Abstract

The well known muscarinic slow excitatory polysynaptic potential (s-EPSP) of rabbit superior cervical ganglion (SCG) peaking at about 1–2 s and lasting 5–10 s, is immediately followed by an abrupt change in slope to a longer, lower depolarizing phase. A brief dip in the level of depolarization (DP) often separates the two depolarizing phases. The secondary phase of s-EPSP rises to its own peak at about 25 s; total duration 60–120 s.
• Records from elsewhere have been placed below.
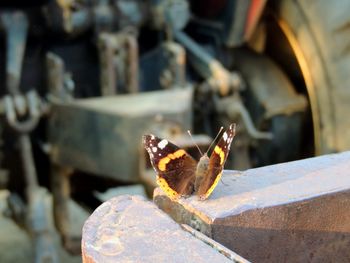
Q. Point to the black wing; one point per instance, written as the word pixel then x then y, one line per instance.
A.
pixel 174 166
pixel 216 163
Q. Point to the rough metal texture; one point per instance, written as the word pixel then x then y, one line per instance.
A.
pixel 130 229
pixel 291 212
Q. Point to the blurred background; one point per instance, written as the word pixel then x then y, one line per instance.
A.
pixel 83 80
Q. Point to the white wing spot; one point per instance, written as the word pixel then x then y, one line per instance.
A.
pixel 224 136
pixel 162 144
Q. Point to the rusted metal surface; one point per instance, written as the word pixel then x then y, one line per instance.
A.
pixel 110 126
pixel 128 228
pixel 118 54
pixel 293 212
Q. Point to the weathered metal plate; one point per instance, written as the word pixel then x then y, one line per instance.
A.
pixel 291 212
pixel 103 135
pixel 130 229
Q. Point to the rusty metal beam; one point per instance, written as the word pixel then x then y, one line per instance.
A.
pixel 130 229
pixel 295 212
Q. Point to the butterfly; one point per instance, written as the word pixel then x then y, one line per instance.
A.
pixel 179 174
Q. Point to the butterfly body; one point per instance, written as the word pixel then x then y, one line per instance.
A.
pixel 181 175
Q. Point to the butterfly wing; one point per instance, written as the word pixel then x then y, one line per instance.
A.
pixel 216 163
pixel 174 166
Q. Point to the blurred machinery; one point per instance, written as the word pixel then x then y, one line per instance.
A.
pixel 83 80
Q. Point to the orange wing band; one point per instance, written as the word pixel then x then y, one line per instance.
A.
pixel 221 153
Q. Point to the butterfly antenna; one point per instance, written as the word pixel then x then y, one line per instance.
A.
pixel 189 132
pixel 214 139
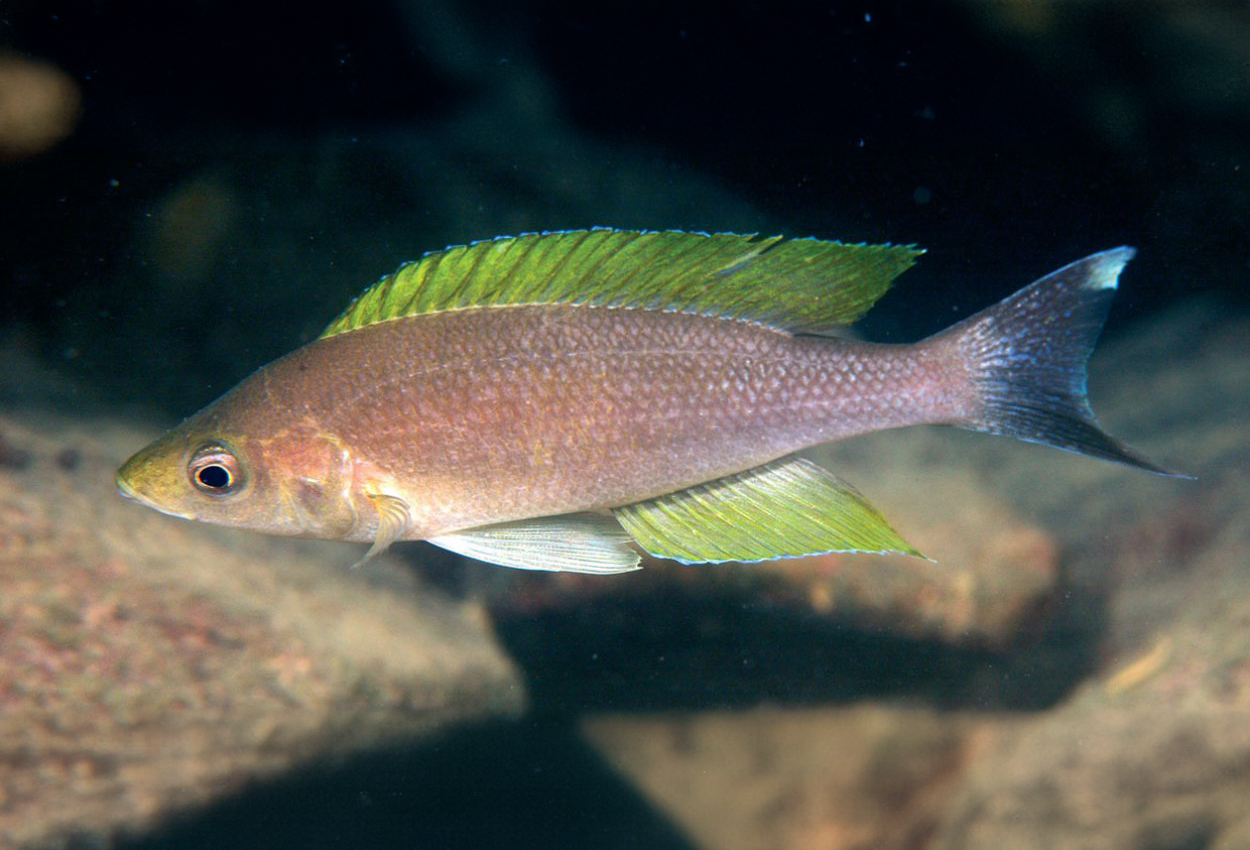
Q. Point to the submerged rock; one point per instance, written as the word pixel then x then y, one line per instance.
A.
pixel 151 665
pixel 1151 749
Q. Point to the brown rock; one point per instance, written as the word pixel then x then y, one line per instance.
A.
pixel 151 664
pixel 826 779
pixel 39 106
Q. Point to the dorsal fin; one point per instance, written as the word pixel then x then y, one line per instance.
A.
pixel 801 285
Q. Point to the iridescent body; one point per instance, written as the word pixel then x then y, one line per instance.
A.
pixel 493 428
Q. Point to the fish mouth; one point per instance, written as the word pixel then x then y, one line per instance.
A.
pixel 128 490
pixel 125 489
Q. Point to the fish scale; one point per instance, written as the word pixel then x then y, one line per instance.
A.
pixel 541 400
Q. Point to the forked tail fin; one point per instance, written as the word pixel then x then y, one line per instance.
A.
pixel 1028 355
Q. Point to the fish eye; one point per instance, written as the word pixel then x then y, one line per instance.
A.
pixel 215 470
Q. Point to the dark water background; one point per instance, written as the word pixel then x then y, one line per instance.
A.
pixel 241 169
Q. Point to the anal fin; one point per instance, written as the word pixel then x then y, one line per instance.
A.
pixel 570 544
pixel 785 509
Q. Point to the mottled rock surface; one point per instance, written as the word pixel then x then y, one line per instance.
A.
pixel 150 665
With repetition of orthodromic volleys secondary s-EPSP builds up more gradually than initial s-EPSP, but more rapidly than slow-slow (ss-) EPSP. The later ‘secondary’ depolarizing phase along with the antecedent ‘dip in DP’ are, like the ‘initial’ s-EPSP, eliminated by a muscarinic antagonist, quinuclinidyl benzilate hydrochloride (QNB). This distinguishes secondary s-EPSP from the even slower rising non-cholinergic ss-EPSP. The ss-EPSP, although relatively small in the responses to the usual 3-pulse test stimuli, rises to an extraordinary amplitude (equal to the compound action potential) during a 10 s–120 s train of pulses. Gallamine blocked most of the slow IPSP component in test responses but not initial or secondary s-EPSP. A preganglionic conditioning train (10/s for 2 min) induced a long-term-enhancement (LTE) of secondary s-EPSP lasting > 3 h, with maximum postconditioning percentage increases greater than for initial s-EPSP. Also enhanced was the dip in DP, now forming a deeper notch between initial and secondary s-EPSPs; this attains a maximum at about 30 min postconditioning but thereafter progressively loses the enhancement by about 90 min. The dip in DP appears to represent some delayed, perhaps hyperpolarizing process that may overlap with the initial and secondary phases of s-EPSP and affect their forms and peak amplitudes. This would not exclude the possibility that the initial and secondary phases of s-EPSP reflect multiple muscarinically activated electrogenic mechanisms having differing time-courses.